4 Ruote - Giu 11,2024

L'esito delle elezioni europee ha confermato le previsioni su un'ascesa dei partiti di destra, che non cambia solo gli scenari politici di Paesi chiave come Francia o Germania, ma rappresenta anche un chiaro segnale per le istituzioni continentali. La prossima legislatura, in termini di seggi, produrrà la stessa maggioranza che ha sostenuto la Commissione europea di Ursula von der Leyen, ma dovrà tener conto di nuove sensibilità politiche: i vincitori hanno già messo in dubbio il Green Deal e ancor più disposizioni controverse come lo stop alla vendita di nuove auto a benzina e diesel nel 2035

Il Ppe guida la carica. Il bando, come riportato da Politico, è stato tra i primi argomenti citati da Manfred Weber, leader del Partito popolare europeo. Dopo la vittoria elettorale (con la conquista di 186 seggi, contro i precedenti 178), Weber e soci hanno ripreso le vecchie critiche al bando delle endotermiche, definendolo "un errore" e mettendolo al centro delle trattative "dei prossimi giorni" per la formazione della nuova Commissione. Anche Peter Liese, responsabile delle politiche climatiche per il Ppe, ha ribadito la necessità di un Green Deal meno restrittivo: "Dovremo fare alcuni aggiustamenti. Il divieto dei motori a combustione deve essere eliminato". Ovviamente, come segnala Politico, un vero e proprio dietrofront non sarà facile, anche per la necessità di trovare una quadra con i partiti di sinistra. Liese, però, è certo che "non si prenderanno più decisioni senza il Ppe. Non c'è nessun arretramento sugli obiettivi climatici, ma in termini di divieti e burocrazia sì".
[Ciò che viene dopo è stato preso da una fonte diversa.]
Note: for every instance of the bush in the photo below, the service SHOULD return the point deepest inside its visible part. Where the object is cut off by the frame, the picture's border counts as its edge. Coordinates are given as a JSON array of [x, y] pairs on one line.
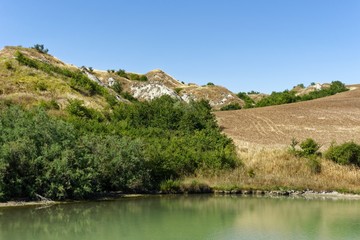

Convergenza politica. Non è solo il Ppe a volere una revisione delle normative ambientali. Per Alexandr Vondra, del gruppo di destra dei Conservatori e Riformisti Europei (ECR), la politica climatica diventerà più "realistica" nei prossimi cinque anni. "Se paragono il Green Deal alla guida di un'auto, mi aspetto che il nuovo Parlamento utilizzi anche il volante o il freno, non solo il pedale dell'acceleratore". Perfino dai Verdi arrivano timide aperture: "Il Green Deal non è morto", dice l'eurodeputato Michael Bloss. "Tuttavia, dovremo vedere cosa ci riserveranno le prossime settimane. Se ci saranno maggioranze in cui sono coinvolti partiti di destra, sarà possibile fare un passo indietro". Il candidato principale dei Verdi, ha escluso qualsiasi sostegno a una cancellazione delle normative, compreso il bando delle endotermiche, ma pure il Ppe di Weber non intende "rivedere il Green nel suo complesso": si tratterà, semmai, di ritoccarne alcune parti. Ovviamente, parliamo di mosse politiche orientate a ottenere la conferma di una nuova Commissione a guida von der Leyen, ma le prossime settimane non saranno comunque facili: la politica tedesca punta a una coalizione tra Ppe e partiti di centrosinistra, ma bastano pochi seggi per far sfumare la maggioranza; una situazione che potrebbe portare la presidente uscente a chiedere l'appoggio dei Verdi o di qualche formazione di destra.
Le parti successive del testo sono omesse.